In dem Fall hatten Mieter ihre Wohnung gekündigt. Der Vermieter wollte vor ihrem Auszug die Wohnung gemeinsam mit einem Makler besichtigen und Fotos machen. Die Bilder sollten für die Neuvermietung der Wohnung genutzt werden. Das ließ der Mieter nicht zu.

Vermieter: Fotos der Wohnung nur von Schäden

Das Landgericht gab ihm recht. Der Vermieter darf zwar in der Mietwohnung Fotos machen, um etwaige Schäden zu dokumentieren. Nicht zulässig sei es jedoch, Bilder der noch bewohnten Wohnung zu machen, um sie möglichen Mietinteressenten zur Verfügung zu stellen. Einen solchen Eingriff in ihre Privatsphäre müssen Mieter nicht hinnehmen.

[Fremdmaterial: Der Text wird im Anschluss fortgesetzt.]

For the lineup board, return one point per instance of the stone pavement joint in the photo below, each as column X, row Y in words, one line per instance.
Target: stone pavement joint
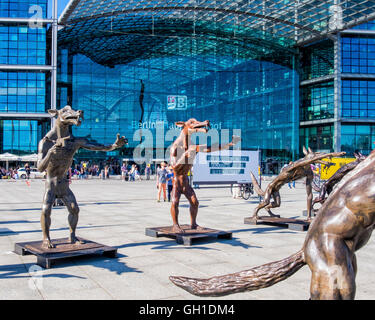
column 116, row 213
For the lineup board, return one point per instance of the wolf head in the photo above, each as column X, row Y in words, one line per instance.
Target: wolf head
column 67, row 116
column 192, row 126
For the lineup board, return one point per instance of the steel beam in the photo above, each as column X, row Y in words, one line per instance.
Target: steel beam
column 25, row 67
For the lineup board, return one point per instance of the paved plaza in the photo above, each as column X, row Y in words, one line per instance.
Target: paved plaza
column 116, row 213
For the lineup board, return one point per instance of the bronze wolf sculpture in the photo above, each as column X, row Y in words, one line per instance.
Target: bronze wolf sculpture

Allgemein sind die Regelungen streng: Der Vermieter benötigt schon einen konkreten Anlass zur Wohnungsbesichtigung.

Das können dringende Fälle oder sachliche Gründe sein. Zum Beispiel, zum Ablesen des Heizkostenverteiler oder der Wasseruhren oder wenn Instandsetzungsarbeiten oder Reparaturen anstehen. Hier muss der Mieter den Vermieter in seinen vier Wänden dulden.